I am quite computer literate but "enjoy" doing the drawings by hand. I have no doubt that in the future, things like sketchup and computers will be in all the workshops.


----------



## Hatefly (Jul 1, 2014)

While I like the program, and need more practice with it, I will always prefer a pencil and paper. I am much more efficient and creative that way. Also it's much faster to mock up 'ideas' on paper. Sure, Sketchup is fancy, but I think it should be reserved for when you have something locked in by concept.


----------



## John_ (Sep 23, 2013)

> Pashley, it s a great post and I m currently learning sketchup, but I agree that you should post your content here rather than force us to go elsewhere to read your blogs. Lumberjocks is free so using it as advertising one s own site is disrespectful and a bit arrogant.
> 
> - NiteWalker


Exactly. Why you are still allowed to be a member here when you act like this is beyond me…


----------



## pashley (Mar 22, 2008)

Ok, listen up, John-H and NiteWalker….You've seen my postings generate a lot of traffic on them - exactly what LJ's wants, because this means they can generate more ad revenue. I have NO ads on my site, and I don't have anything to sell you guys would buy. I like to that content on my site because I also post on Twitter and Facebook, so I need a place for that content to be hosted.
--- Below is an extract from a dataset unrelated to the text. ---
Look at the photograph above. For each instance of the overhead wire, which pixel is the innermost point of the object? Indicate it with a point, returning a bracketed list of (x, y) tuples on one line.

I don't get any comments on my postings on my site, just look. Also, the content on my site is mine to own and manipulate, and is easier to format.

So, knock it off.


----------



## knockknock (Jun 13, 2012)

I am an occasional hobby, hand tool, woodworker who builds to fit. I see no reason for me to use SketchUp


----------



## unbob (Mar 10, 2013)

Some have a natural ability at drawing, perhaps sketch up would be a waste of time.
I know there is different taste in furniture, but WoW!, that folding table wouldn't bring $5 in a junk store. Not exactly a reason that I would need sketch up.


----------



## ellgee (Feb 14, 2013)

I'd like to say to the reluctant-to-learn-it people: you dont need to learn all the bells & whistles.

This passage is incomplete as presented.